Idées reçues en biologie,

de Claude Lafon,

Ellipses (L'Esprit des sciences), 2004.

      Il y au moins deux types d'idées reçues en biologie. Celles qui proviennent d'une mauvaise compréhension de la biologie moderne. Et celles qui se retrouvent au cœur même de cette dernière. Dans cet ouvrage, Claude Lafon entreprend de débusquer les premières. À l'encontre de ce que l'on entend souvent, il explique ainsi que l'évolution n'est pas un progrès ; que l'espèce humaine n'est pas le summum de l'évolution biologique ; qu'il y a autant de coopération que de compétition dans le monde vivant ; que la mort n'est pas inhérente au vivant ; qu'un clone n'est pas identique à son géniteur ; que la vie ne commence pas avec la fécondation , etc.
      De telles mises au point sont importantes tant ces idées reçues se retrouvent dans nombre de débats de société. Mais dénoncer un certain nombre d'idées reçues à propos de la biologie ne met pas à l'abri d'en propager soi-même. Lafon affirme ainsi que la science ne doit pas dire « le bien ou le mal ». En même temps, il approuve au nom de son expertise scientifique la loi qui fait du clonage reproductif un « crime contre l'espèce humaine ». Au-delà de la contradiction entre cette approbation et l'affirmation précédente, on peut se demander si cette prise de position ne repose pas sur un certain nombre d'idées reçues quant au clonage (voir l'excellente analyse critique de cette loi par Philippe Descamps, Un Crime contre l'espèce humaine ? Enfants clonés, enfants damnés, Les Empêcheurs de penser en rond, 2004).
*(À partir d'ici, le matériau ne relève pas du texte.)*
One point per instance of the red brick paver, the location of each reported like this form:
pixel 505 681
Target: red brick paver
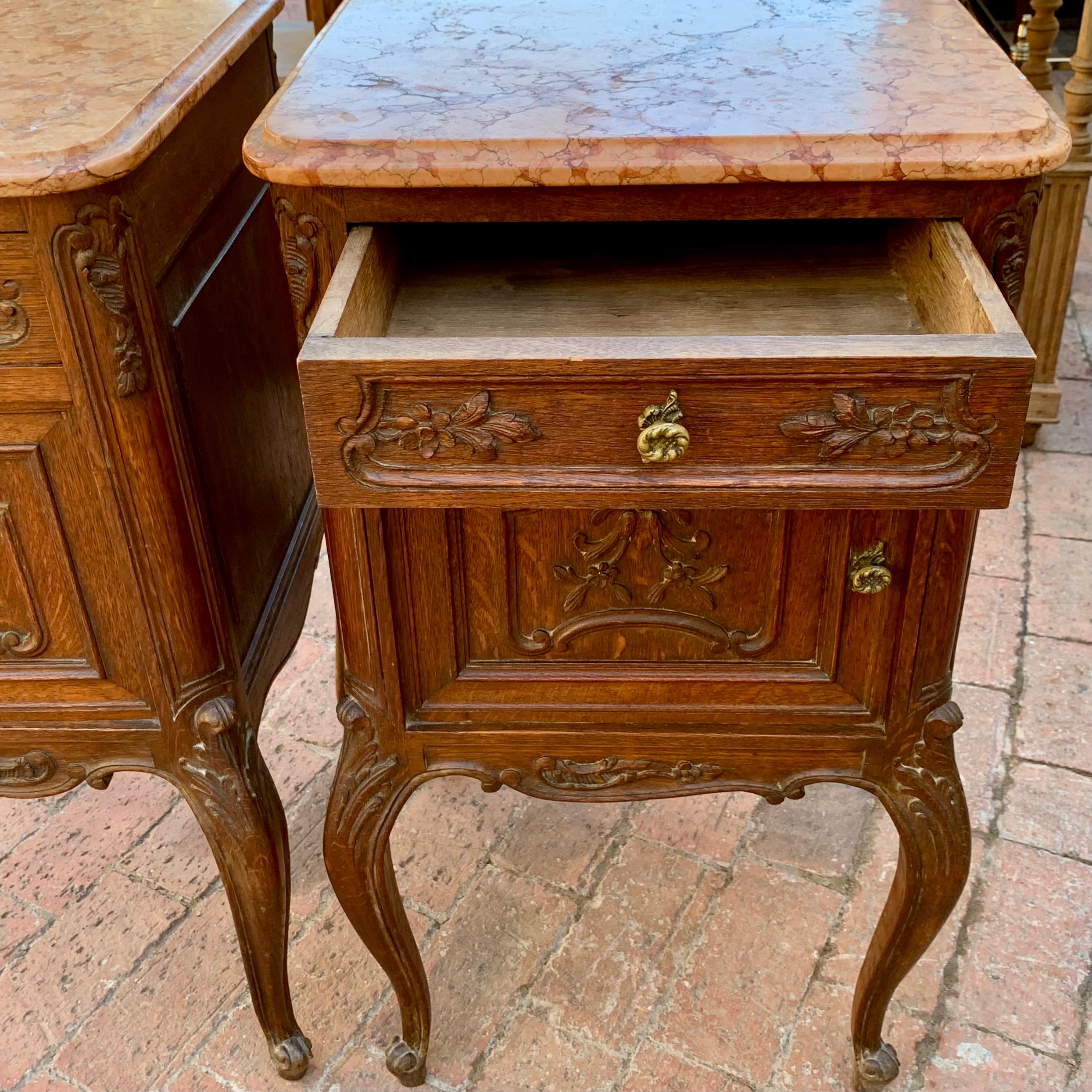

Le travail de clarification de Lafon n'en reste pas moins méritoire.
      Pour ceux qui voudraient aller au-delà et traquer les idées reçues pas uniquement sur la biologie mais dans celle-ci, on conseillera le livre de Gérard Nissim Amzallag, La Raison malmenée. De l'origine des idées reçues en biologie moderne, CNRS Éditions, 2002. Cet auteur montre en effet comment la biologie moderne se serait construite trop exclusivement sur le modèle de la physique et ce que ce réductionnisme aurait de néfaste pour la compréhension du vivant. Comme on n'en a jamais fini avec les idées reçues, il n'y a qu'à attendre que soient à leur tour épinglées celles qui sont inhérentes à ce genre de critique de la biologie.

Thomas Lepeltier, Sciences Humaines, 154, novembre 2004.